Es macht das Internet unsicher. Die z. B. in Threema, Wire, Signal und Whatsapp angewandte Ende-zu-Ende-Verschlüsselung, bei dem der Diensteanbieter selbst keine Entschlüsselungsmöglichkeit hat, wäre mit der vom Ministerium vorgeschlagenen Maßnahme am Ende. Künftig müssten alle Anbieter die Schlüssel zur Dekodierung der Nachrichten auf ihren Servern aufbewahren, um sie im Zweifelsfall zum Entschlüsseln der Kunden-Nachrichten zu verwenden. Doch wenn viele sensible Daten gebündelt an einem Ort liegen, ist ein Hackerangriff auf diesen Ort wohl nur eine Frage der Zeit. So wird der Begriff “Sicherheit”, mit dem die Maßnahme des Ministeriums wohl begründet werden soll, ad absurdum geführt.

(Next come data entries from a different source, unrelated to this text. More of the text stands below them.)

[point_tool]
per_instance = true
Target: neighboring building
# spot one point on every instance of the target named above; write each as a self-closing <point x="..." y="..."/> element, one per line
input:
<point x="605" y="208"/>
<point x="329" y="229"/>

Es vertieft die Gräben zwischen Netzeinwohnern und die Netzbesuchern. Als hätte man aus den europaweiten Protesten gegen die EU-Urheberrechtslinie nichts gelernt, wird mit dem Ministeriumsvorschlag gesetzlich in etwas eingegriffen, das viele Menschen als ihren Lebensraum ansehen und dementsprechend beschützen: Das Internet. Es ist wirklich dumm, solche Planungen an die Öffentlichkeit zu lassen, ohne vorher das Gespräch mit der Netzcommunity zu suchen und die möglichweise vorhandenen Argumente in Ruhe zu erklären.
Bei Artikel 11 und 13 war die politische Kommunikation katastrophal (und die Zuhörbereitschaft der Protestler sehr beschränkt); jetzt wiederholt sich zumindest ersteres. Ich hoffe inständig, dass es dieses Mal anders läuft und die ersten Twitterkommentare nicht repräsentativ für die Argumentationslinie sind.
(Wobei: Damals hatte sich der Hashtag #niemehrcdu etabliert; heute stehen wir zwei Tage vor der Europawahl, und CDU und CSU stehen vier Tage nach dem Rezo-Video digitalpolitisch nicht sonderlich souverän da. Ob der Zeitpunkt für die Verkündung der Messenger-Verfügung da so optimal gewählt ist?)

Das Vorhaben ist noch in der Planungsphase. Die Innenminster der Länder werden nächsten Monat über den Vorschlag aus Berlin beraten – und ihn möglicherweise zu Fall bringen. Gründe dafür gibt es zuhauf.